这样一来,他们反而可以有更好的机会学习。
We can scale this to surgery, start-ups, policing, investment banking, online education and beyond.
我们可以把这种方式应用到外科手术、初创企业、治安系统、投资银行和在线教育等等行业中。
The good news is we've got new tools to do it.
好消息是,我们有了更好的工具辅助学习。
The internet and the cloud mean we don't always need one expert for every trainee,
网络和云技术的发展意味着我们不再需要专家进行一对一、
for them to be physically near each other or even to be in the same organization.
面对面的教学,专家和学习者甚至不需要在同一个机构中。
And we can build AI to help: to coach learners as they struggle,
我们可以利用人工智能来辅助学习,在学习者奋斗的过程中指导他们,
to coach experts as they coach and to connect those two groups in smart ways.
还可以指导专家进行更有效的教学,将两者以更智慧的方式联系起来。
There are people at work on systems like this, but they've been mostly focused on formal training.
现在已经有在职人员有这样的教学系统,但是他们也仅仅是关注入职培训。
And the deeper crisis is in on-the-job learning.

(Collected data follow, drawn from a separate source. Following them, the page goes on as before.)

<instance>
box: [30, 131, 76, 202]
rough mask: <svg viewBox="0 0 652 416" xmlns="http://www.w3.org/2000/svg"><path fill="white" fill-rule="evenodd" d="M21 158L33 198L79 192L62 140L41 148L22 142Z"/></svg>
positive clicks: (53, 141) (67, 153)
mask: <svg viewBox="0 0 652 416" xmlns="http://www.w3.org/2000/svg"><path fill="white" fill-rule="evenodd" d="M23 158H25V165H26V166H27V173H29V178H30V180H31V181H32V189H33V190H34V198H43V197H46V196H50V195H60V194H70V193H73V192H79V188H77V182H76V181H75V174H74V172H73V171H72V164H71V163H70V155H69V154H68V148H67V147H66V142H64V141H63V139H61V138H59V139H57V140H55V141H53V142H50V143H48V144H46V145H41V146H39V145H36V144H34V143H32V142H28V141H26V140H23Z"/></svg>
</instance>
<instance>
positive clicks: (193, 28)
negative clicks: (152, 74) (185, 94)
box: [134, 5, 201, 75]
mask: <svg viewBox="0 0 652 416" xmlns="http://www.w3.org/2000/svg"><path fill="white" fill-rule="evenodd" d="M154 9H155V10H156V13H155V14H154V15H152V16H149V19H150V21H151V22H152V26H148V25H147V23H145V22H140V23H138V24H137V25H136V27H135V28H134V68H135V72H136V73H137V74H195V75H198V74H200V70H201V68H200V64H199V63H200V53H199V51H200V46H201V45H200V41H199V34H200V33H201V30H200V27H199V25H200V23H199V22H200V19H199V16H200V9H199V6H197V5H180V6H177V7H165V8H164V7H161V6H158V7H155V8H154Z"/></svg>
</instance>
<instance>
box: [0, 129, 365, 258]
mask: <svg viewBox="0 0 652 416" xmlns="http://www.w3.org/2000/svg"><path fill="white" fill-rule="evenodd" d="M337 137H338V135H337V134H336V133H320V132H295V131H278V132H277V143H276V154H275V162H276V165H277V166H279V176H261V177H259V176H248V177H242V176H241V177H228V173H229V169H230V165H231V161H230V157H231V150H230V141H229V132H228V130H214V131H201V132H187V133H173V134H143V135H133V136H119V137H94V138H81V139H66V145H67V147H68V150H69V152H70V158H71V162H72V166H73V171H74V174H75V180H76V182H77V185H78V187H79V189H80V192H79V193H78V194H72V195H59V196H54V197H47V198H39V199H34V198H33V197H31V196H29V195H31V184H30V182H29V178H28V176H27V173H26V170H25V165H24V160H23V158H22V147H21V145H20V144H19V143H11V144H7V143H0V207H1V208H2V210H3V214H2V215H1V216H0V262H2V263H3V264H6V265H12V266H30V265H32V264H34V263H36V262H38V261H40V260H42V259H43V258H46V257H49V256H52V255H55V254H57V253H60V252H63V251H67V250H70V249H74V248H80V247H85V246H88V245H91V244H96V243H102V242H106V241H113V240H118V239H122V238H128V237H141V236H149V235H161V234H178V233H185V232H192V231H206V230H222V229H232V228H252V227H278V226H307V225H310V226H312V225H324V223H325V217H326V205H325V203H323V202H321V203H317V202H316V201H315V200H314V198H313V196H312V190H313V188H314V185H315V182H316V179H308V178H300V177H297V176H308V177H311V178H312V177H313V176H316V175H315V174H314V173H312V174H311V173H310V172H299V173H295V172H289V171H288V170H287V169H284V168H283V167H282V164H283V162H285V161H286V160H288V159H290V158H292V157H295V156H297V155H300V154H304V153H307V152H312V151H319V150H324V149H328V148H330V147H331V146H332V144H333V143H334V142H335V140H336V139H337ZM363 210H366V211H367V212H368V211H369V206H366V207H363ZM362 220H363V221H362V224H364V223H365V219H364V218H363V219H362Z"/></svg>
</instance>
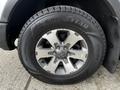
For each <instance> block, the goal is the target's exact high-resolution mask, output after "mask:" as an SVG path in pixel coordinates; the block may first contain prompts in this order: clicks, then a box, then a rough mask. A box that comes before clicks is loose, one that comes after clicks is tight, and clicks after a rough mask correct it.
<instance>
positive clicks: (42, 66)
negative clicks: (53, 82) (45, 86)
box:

We must do better.
更大的危机其实出现在在职培训当中。我们必须要做得更好。
Today's problems demand we do better to create work
现在出现的问题要求我们要做得更好来创造价值,
that takes full advantage of AI's amazing capabilities while enhancing our skills as we do it.
来更好地利用人工智能带来的便利,同时也让我们的技术变得更加成熟。
That's the kind of future I dreamed of as a kid. And the time to create it is now. Thank you.
这才是我小时候梦想的未来。而现在正是去开创这一未来的最佳时机。谢谢。